The court concluded that “[t]he California legislature delegated the authority to demand substantiation for advertising claims to prosecuting authorities alone.” Thus, “as a matter of law, Plaintiffs cannot bring consumer protection claims solely on the basis of a lack of substantiation.” The court therefore disagreed with McCrary v. Elations Co., No. 13–cv–00242, 2013 WL 6403073 (C.D.Cal. July 12, 2013) (“Since Defendant’s advertising expressly states that it has clinical proof to support [its product’s] effectiveness, Plaintiff plausibly alleges falsity when he contends that there is an absence of such proof.”).
 
RT: McCrary was right.  “Substantiation” is when the regulator says, “you say your product causes weight loss.
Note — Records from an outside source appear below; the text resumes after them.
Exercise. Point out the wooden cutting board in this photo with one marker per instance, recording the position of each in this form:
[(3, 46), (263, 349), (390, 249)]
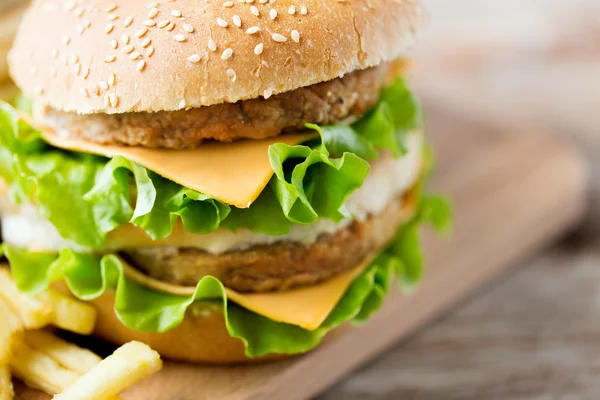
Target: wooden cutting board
[(513, 192)]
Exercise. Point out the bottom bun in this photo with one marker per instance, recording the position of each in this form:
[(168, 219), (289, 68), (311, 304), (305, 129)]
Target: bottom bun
[(202, 337)]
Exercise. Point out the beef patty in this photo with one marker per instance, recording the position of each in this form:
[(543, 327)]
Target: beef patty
[(324, 103), (280, 266)]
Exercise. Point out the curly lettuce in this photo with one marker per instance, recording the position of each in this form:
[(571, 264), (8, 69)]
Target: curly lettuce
[(142, 309), (85, 196)]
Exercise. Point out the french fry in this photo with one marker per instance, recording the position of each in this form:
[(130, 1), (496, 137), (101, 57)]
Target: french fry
[(39, 371), (10, 329), (127, 365), (32, 312), (66, 354), (6, 390), (70, 314)]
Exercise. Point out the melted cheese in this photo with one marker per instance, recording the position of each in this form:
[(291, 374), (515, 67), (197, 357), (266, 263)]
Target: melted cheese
[(306, 307), (234, 173)]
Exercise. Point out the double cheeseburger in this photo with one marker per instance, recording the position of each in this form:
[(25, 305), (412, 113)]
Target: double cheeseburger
[(224, 180)]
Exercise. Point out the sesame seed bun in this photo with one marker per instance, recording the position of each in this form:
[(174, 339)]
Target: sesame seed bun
[(141, 56)]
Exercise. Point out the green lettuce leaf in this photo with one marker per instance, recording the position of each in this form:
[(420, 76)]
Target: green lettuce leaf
[(142, 309), (310, 181)]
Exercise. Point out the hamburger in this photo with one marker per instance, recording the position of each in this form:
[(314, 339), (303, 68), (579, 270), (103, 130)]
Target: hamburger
[(223, 180)]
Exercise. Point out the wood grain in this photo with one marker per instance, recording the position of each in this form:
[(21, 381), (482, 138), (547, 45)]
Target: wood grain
[(505, 187)]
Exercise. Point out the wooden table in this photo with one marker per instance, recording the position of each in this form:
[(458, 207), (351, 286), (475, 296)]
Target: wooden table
[(535, 334)]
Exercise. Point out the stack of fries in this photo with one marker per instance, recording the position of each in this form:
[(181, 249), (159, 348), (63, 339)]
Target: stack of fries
[(46, 362)]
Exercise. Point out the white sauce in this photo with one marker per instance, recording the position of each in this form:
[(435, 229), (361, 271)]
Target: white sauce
[(387, 179)]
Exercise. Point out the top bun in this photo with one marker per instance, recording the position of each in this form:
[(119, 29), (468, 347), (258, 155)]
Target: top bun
[(113, 57)]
Please prove it.”  But the advertiser here didn’t make that claim.  It made a different, stronger claim: that it’s clinically proven to cause weight loss.  If you show that the product is not clinically proven to cause weight loss, you’ve falsified—proved false—the claim the advertiser actually made, even if you’ve also incidentally shown that a different claim (this product causes weight loss) is unsubstantiated.  The instant ruling is a license to deceive, especially in the supplement space where there’s too much going on for regulators to go after everyone and too many competitors for a Lanham Act suit to be worthwhile for any given competitor.  This result is particularly bad because claims to have empirical proof are more powerful than straight-up claims.  Nor would a ruling the other way eviscerate the no-substantiation rule: it would still bar a consumer plaintiff from prevailing when the advertising claim does not invoke empirical proof and the plaintiff only attacks the reliability of the studies allegedly behind the claim.  (Note the separate issue: there are two ways to attack the studies.  Either they’re just not reliable to prove the claim made, which is a substantiation argument, or they actually show the opposite (that the product doesn’t work), which is a falsity argument. Aloudi’s first set of allegations goes to the first line of attack, but there might be the second lurking in them.)
 
Then the court made short work of the falsity allegations.  The allegation that there was a “scientific consensus that ‘magic pills’ containing caffeine and green coffee extract, such as [the Product], do not and cannot provide significant reductions in weight loss alone” was purely conclusory, and the remaining facts alleged were insufficient to show falsity, based on general statements by politicians and the FDA that weren’t tied to this particular product or these specific representations. Nor was Aloudi’s anecdotal experience that JavaSLIM didn’t work sufficient.
 
Finally, Aloudi failed to identify specific actionable omissions.
 
The warranty claims failed for the same reasons.